Он вспоминал, что из своего укрытия видел, как шел снег, потом видел, как начали зеленеть деревья, потом видел желтые листья, потом снова снег и детвору, играющую в снежки…
– Она тебя вообще не выпускает, что ли? – запоздало сообразила Оля. Улыбку точно сдуло с ее лица порывом ветра.
– Ну, не то чтобы… – Антон не знал, как это объяснить. – Раньше я сам нечасто выходил. Не любил быть на улице, там слишком шумно, слишком много людей…
– А сейчас? – Оля с любопытством взглянула на него.
– Сейчас, наверное, вышел бы, – признал он, немного поразмыслив. – Но у меня нет ключей.
– Зато у меня есть ключи.
– Это да, но… – он растерянно оглядел себя, указав на то тряпье, которое все время носил.
– Неужели у тебя больше ничего нет? – не сдавалась Оля. – Ведь раньше, пока твоя тетка не жила здесь, у тебя была нормальная одежда? Должны же были остаться какие-то вещи? И твои, и твоих родственников.
– Не уверен, – с сомнением отвечал Антон. – Кажется, она это все продала, а что не сумела продать, то выбросила.
– Так давай посмотрим!
Оля быстро поднялась с кухонного табурета, а Антон в который уже раз поразился ее… Он не знал, как назвать эту черту своей новой подруги, так милостиво подаренной ему судьбой. Находчивостью? Смелостью? Сообразительностью? Предприимчивостью? Словом, как это ни назови, но у нее как-то удивительно легко решались те задачи, которые он считал не просто сложными, а невозможными и непреодолимыми.
– А вдруг она, когда вернется, увидит, что мы что-то искали? – спрашивал Антон, суетливо мотаясь по квартире следом за деловитой Олей.
– Не увидит, – отвечала та, распахивая шкаф. – Наша Эльза Кох сама неряха, каких мало, я это давно поняла. Так, тут ничего, полезли-ка на антресоли… К тому же она выпивает…

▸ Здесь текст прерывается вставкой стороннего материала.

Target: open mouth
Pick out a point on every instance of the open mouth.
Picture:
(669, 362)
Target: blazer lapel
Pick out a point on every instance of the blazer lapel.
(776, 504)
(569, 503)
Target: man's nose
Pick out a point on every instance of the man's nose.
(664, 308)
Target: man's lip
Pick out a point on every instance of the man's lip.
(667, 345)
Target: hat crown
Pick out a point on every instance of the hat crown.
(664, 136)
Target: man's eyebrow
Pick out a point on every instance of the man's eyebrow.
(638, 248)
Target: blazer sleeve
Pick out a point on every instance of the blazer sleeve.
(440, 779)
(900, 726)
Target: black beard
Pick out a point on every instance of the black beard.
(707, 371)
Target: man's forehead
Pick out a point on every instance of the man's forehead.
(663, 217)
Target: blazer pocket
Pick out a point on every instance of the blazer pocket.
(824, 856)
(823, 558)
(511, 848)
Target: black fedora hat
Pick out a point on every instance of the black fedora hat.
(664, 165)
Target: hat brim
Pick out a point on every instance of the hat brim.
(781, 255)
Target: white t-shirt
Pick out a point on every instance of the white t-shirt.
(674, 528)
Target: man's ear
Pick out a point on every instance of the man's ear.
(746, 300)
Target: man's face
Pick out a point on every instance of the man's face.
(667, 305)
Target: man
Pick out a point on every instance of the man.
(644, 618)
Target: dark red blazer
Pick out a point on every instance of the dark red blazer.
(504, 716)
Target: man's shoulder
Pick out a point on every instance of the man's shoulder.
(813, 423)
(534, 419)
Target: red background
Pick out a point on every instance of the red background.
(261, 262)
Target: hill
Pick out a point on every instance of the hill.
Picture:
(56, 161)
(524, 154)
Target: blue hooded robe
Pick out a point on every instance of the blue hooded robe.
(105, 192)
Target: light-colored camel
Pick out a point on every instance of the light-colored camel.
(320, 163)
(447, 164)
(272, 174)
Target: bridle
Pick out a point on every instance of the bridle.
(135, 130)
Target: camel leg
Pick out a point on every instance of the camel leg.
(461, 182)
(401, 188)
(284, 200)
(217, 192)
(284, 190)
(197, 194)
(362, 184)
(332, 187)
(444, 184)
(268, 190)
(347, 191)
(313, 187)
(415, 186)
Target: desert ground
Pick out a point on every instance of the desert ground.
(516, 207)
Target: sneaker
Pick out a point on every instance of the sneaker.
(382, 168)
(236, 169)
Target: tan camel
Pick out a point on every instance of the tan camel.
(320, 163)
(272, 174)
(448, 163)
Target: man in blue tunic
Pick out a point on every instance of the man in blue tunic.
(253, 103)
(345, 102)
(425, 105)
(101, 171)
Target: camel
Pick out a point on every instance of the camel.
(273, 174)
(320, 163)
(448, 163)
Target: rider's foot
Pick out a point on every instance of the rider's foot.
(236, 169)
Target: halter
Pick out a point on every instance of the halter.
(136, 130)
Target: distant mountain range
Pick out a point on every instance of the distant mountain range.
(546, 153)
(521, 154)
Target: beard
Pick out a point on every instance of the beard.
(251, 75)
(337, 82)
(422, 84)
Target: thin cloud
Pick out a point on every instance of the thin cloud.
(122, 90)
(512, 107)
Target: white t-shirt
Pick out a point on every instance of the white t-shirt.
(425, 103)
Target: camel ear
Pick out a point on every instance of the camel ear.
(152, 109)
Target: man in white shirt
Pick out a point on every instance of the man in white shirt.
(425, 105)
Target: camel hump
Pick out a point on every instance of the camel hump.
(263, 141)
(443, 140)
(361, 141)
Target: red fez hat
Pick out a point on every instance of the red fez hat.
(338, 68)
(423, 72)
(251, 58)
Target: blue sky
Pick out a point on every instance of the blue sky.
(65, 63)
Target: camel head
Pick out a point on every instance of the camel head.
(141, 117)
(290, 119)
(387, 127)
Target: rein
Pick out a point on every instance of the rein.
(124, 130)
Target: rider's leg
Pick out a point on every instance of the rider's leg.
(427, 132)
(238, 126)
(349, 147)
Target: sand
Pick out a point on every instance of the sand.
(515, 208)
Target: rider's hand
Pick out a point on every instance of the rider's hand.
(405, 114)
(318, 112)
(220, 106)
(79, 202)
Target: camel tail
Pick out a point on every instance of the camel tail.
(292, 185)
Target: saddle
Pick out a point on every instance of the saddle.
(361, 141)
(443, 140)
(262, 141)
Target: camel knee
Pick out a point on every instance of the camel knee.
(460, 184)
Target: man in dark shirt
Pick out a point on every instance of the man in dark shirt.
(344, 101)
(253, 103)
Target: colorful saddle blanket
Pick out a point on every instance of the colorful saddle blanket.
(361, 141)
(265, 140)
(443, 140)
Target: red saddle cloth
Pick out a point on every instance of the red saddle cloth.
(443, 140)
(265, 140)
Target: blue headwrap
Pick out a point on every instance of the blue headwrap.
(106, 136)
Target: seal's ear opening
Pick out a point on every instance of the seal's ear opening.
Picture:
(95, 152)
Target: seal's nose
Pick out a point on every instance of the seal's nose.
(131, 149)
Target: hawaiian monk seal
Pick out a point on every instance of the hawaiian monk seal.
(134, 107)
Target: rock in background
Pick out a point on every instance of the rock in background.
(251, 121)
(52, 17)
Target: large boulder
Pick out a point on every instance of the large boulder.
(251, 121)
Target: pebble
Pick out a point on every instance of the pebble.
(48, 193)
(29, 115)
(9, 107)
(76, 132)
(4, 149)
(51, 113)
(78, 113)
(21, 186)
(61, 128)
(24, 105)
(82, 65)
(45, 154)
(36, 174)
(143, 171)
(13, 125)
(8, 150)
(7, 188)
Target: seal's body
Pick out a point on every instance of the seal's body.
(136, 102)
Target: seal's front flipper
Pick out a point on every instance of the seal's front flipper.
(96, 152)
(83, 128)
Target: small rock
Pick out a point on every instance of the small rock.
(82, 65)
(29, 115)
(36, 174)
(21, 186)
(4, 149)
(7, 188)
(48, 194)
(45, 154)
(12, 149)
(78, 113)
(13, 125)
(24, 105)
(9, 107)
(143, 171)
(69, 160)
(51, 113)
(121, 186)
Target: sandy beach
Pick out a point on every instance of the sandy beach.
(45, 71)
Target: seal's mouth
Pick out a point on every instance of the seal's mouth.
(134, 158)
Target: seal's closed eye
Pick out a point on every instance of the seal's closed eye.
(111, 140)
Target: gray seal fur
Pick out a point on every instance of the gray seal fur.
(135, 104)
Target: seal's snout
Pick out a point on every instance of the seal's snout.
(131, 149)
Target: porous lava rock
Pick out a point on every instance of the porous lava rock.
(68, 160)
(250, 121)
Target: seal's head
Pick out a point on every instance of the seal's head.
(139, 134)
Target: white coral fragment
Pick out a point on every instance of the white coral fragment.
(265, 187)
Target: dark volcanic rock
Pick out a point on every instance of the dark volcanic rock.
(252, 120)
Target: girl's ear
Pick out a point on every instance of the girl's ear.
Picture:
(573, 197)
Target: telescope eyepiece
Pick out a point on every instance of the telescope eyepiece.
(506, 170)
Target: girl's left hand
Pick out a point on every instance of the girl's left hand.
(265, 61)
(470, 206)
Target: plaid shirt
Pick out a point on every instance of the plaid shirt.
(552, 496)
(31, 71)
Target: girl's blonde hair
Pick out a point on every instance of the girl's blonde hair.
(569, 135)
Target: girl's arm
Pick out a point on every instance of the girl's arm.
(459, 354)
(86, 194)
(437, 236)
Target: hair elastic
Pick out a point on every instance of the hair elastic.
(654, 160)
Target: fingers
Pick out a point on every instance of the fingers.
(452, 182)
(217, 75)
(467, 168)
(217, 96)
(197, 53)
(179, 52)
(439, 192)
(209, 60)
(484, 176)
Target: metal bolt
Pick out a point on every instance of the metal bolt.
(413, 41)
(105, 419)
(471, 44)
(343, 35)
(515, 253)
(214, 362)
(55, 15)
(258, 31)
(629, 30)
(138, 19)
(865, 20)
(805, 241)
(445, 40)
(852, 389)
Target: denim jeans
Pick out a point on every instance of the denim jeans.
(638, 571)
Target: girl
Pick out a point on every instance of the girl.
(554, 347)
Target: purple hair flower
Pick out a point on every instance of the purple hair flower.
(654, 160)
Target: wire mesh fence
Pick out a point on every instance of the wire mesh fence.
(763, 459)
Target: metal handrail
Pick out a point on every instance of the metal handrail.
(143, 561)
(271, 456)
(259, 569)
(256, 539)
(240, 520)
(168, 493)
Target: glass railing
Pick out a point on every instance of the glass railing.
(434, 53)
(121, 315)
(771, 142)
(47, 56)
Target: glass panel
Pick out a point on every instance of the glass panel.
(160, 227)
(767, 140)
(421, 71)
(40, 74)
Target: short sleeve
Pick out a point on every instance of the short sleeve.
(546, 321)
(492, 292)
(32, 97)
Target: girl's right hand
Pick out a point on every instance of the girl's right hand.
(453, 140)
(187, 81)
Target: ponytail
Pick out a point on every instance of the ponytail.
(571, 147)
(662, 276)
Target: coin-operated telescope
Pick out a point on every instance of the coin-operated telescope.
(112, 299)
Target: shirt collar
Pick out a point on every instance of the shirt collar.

– Что ты говоришь? – искренне удивился Антон. – А я и не замечал…
– Пьет-пьет, от нее частенько несет перегаром… Ага, вот тут, кажется, что-то есть!
Все шкафы в доме были забиты женской одеждой, часто новой, ни разу не надеванной, в нераспечатанных пакетах или с болтающимися ценниками – в лучшие времена Зоя напокупала себе в «Березке», комиссионках, у спекулянтов, кооператоров и в недавно открывшихся бутиках такую кучу шмоток, что не успевала их все носить. А вот мужской одежды нигде не было видно. Ни дедовского мундира, ни Андрюшкиных фирменных вещей (братишка был большим модником), ни того, что когда-то принадлежало Антону. Но Оля не сдавалась, и в итоге ее поиски увенчались успехом. На антресолях, в самом дальнем углу, обнаружилось кое-что из одежды отца, видимо, оставленное Зоей на память, – его любимые джинсы, несколько свитеров и рубашек, костюм, поношенная теплая куртка и даже ботинки.
Нельзя сказать, что одежда Ильи пришлась впору очень худому Антону – все болталось на нем, как на вешалке. Даже ботинки – и те были велики минимум на размер. Но Оля и тут не растерялась, проделала новую дырку на дедовском ремне, продела его в джинсы, затянула им пояс Антона – и получилось более или менее приемлемо. «Во всяком случае, в милицию не заберут!» – заключила она.
И они вместе вышли из квартиры. В глубине души обоим было страшно, оба подсознательно ожидали, что сейчас вдруг как из-под земли появится Зоя, и тогда им обоим несдобровать. Но вслух ни он, ни она о своих опасениях не говорили.
Сколько же времени Антон не ездил в лифте, сколько не был в подъезде! Они поздоровались с незнакомой ему консьержкой, после чего Оля открыла входную дверь, и он чуть не потерял сознание. Этот свежий воздух, этот умопомрачительный аромат осеннего города, где запах готовящейся ко сну природы – прелой земли и горящих листьев – смешивается с запахом бензина и выхлопных газов и еще десятками, сотнями, тысячами запахов мегаполиса… А шум, какой вокруг стоял шум! Подобный слуховой шок, только во много раз слабее, испытывает взрослый человек, впервые через много лет попавший в школу во время перемены, – он почти хватается за уши и не может понять, как мог когда-то провести десять лет посреди такого ора?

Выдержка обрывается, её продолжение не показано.